Subject: Re: kernel compile
To: Ted Lemon <mellon@hoffman.vix.com>
From: Jonathan Stone <jonathan@DSG.Stanford.EDU>
List: port-pmax
Date: 02/01/1998 18:02:05
>> Oh, and there's one but in Ted's suggestion.  I prefer to make a
>> subdir first and test running config there; whereas Ted's suggestion
>> pollutes /sys/arch/pmax/conf with lots of twisty .h files created by
>> config.

>No it doesn't.  Config creates all its files in the compile directory.
>If config on the pmax does not, there's a bug in it that needs to be
>fixed.  I'm using config in the way it's been used since time
>immemorial - I've never heard of anybody using it your way before.
>Your way sounds fine, but it's certainly not the canonical way.

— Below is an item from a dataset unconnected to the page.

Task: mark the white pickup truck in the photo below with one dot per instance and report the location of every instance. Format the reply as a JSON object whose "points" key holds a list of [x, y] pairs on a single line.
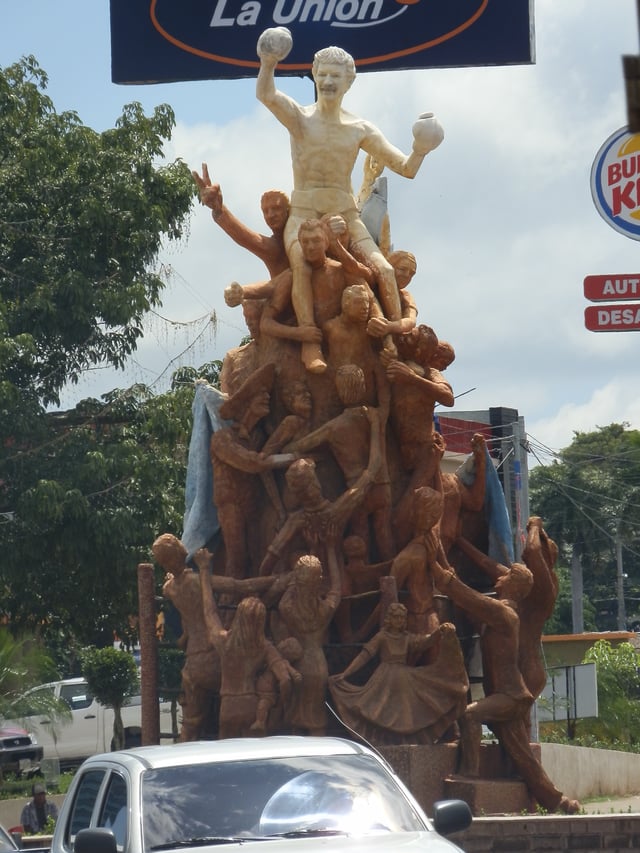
{"points": [[90, 729]]}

Oh, sorry, you're right.  It depends on where and how you run config,
though. (This [ddefault changed when Greg Hudson added the cruft for
building from a readonly source tree in the MIT environment.)

Since then, whether config spits out files in the current directory or
in ../compile/<CONFIGNAME> depends on -b (and possibly on -s).  I have
multiple trees and always use -s, so I prefer to do the explicit 
config -b -s thing.

If you only have one tree, and it's in /sys/, then Ted's suggestion of
the traditional behaviour works just fine.

Hey, why don't we get someone to write a replacement for the CSRG
`configuring and building kernels' section of SMM?